Zenaan Harkness zen at freedbms.net
Fri Aug 5 02:21:03 PDT 2016


On Fri, Aug 05, 2016 at 11:07:13AM +0300, Georgi Guninski wrote:
> On Fri, Aug 05, 2016 at 04:50:37AM -0300, juan wrote:
> > On Thu, 4 Aug 2016 23:33:47 +0000 (UTC)
> > jim bell <jdb10987 at yahoo.com> wrote:
> > 
> > 
> > > If I see a horse running in the prairie, and yet I cannot
> > > capture him, Icannot use him to travel at horse-speed rather than
> > > man-speed.
> > 
> > 	OK, I understand that. But to use your analogy, what's being
> > 	discussed here is not how the horse could eventually be used,
> > 	but whether the horse exists at all. 
> > 
> > 	Is the horse just some mathematical artifact in some mystical
> > 	theory, or is there unambiguous experimental data associated
> > 	with it?
> > 
> >
> 
> Disclaimer: I am lamer in physics.
> 
> I think the analogy shows that FTL (superluminal) speed exist and is
> experimentally observed, this doesn't contradict relativity.
> 
> What contradicts relativity is _communication_ or clock synchronization
> faster than light.

I'll accept the clock synchronisation not being possible FTL, but not
the communication part.

The reason being, that the remote side makes an observation, and
although the entangled photon state change shall be observable at a FTL
time-delta into the future for the other side, the other side cannot
know when to make his observation in order to "read" the bit.
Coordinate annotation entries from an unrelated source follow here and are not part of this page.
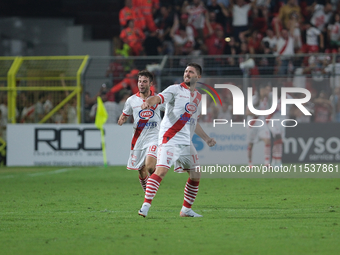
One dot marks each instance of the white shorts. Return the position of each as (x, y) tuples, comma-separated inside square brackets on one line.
[(255, 134), (137, 157), (183, 157)]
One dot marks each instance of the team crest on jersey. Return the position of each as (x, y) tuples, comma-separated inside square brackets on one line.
[(190, 108), (146, 114)]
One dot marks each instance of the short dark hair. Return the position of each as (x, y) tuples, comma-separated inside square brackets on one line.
[(197, 67), (146, 73)]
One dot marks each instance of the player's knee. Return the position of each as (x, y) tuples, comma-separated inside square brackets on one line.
[(161, 171), (195, 176)]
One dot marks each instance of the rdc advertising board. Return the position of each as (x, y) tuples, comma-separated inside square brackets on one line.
[(66, 145), (80, 145)]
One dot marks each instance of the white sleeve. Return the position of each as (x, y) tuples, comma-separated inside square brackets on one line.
[(161, 107), (168, 94)]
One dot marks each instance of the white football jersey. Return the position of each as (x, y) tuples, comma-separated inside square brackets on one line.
[(145, 124), (181, 114)]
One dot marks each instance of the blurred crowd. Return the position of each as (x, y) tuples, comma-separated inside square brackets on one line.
[(216, 27)]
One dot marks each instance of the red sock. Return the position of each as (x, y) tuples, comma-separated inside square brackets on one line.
[(143, 182), (190, 192), (151, 188)]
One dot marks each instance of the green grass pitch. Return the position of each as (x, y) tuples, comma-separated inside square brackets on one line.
[(93, 210)]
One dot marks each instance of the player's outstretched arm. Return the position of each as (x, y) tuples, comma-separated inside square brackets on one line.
[(201, 133), (150, 102), (122, 119)]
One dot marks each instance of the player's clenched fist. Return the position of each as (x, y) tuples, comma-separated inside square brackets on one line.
[(211, 142)]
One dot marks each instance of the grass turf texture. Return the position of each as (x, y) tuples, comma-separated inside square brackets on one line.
[(94, 211)]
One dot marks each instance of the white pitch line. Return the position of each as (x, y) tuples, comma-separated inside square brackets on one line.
[(58, 171)]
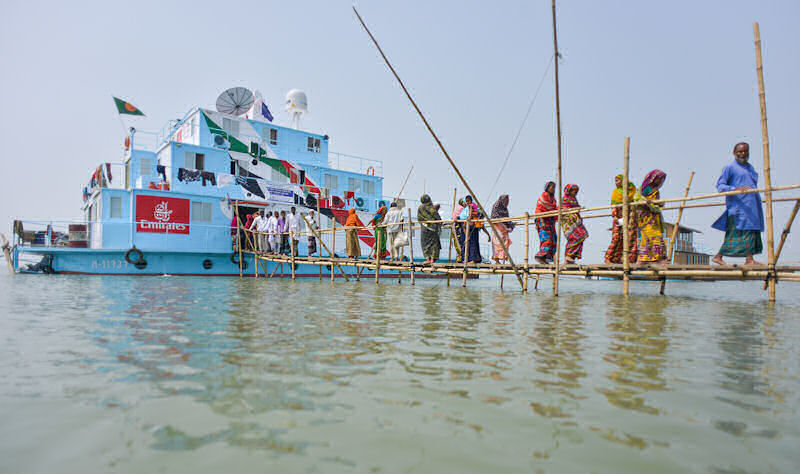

And, the side receiving information can only synchronize according to
the most accurate clock he has at his disposal - which runs at most, at
the speed of light, so he cannot make more than some very large number
of observations --below-- the speed of light, and so i.e. his
observational capacity exists as -slower- than the speed of light.

Thus the basic limitation.


Firstly, I suspect the Chinese (and Google who bought the bullshit on
that "quantum computer" company a year ago) have jumped the gun, as we
are missing at least a second superluminal communication primitive. This
point should be obvious.


A full (e.g. FTL) comms circuit requires a minimum of two primitives,
and at the moment all the quantum boffins have is a single possibly FTL
"primitive" (that is, the purported capacity to read one half of an
entangled photon).

And this, with being not able to determine that you changed the state
(not sure on this assumption), and being not able to determine the
state; "at your end".

"At the other end" however, apparently, the corresponding read action
can be done (but without synchronization yet, we don't have such a
primitive, yet), to determine IF the first side has already performed
its own read/observation action, up to and including the same point in
time as we are doing our read/observation - i.e. "now".

But not into the future (presumably, hey wtf do I know).


So, some yet to be properly modelled substrata of the entangled quantum
universe apparently provides for 'instantaneous' communication, given
the following caveats:
 1 - the time synchronization limits of the two sides
 2 - the source/originating 'observation action' must happen no later
     than the time that the destination/receiving side makes their
     observation (should be obvious)


Physics vs engineering? As in, the physicists are so focussed on the
single qubit, they forgot to state "the obvious"?


I suspect that the physicists and quantum mathematicians may have simply
failed to state the limitations of their new toy in a simple way. May be
they did, I have not read any literature and am dependent on this thread
and possibly a pop sci article some years back.


> IIRC if you point powerful projector at the Moon and move it slightly,
> this light on Moon will move FTL at least from your point of view. 
> Jim's horse was something like this.
> 
> Check wikipedia for faster than light for more examples like this.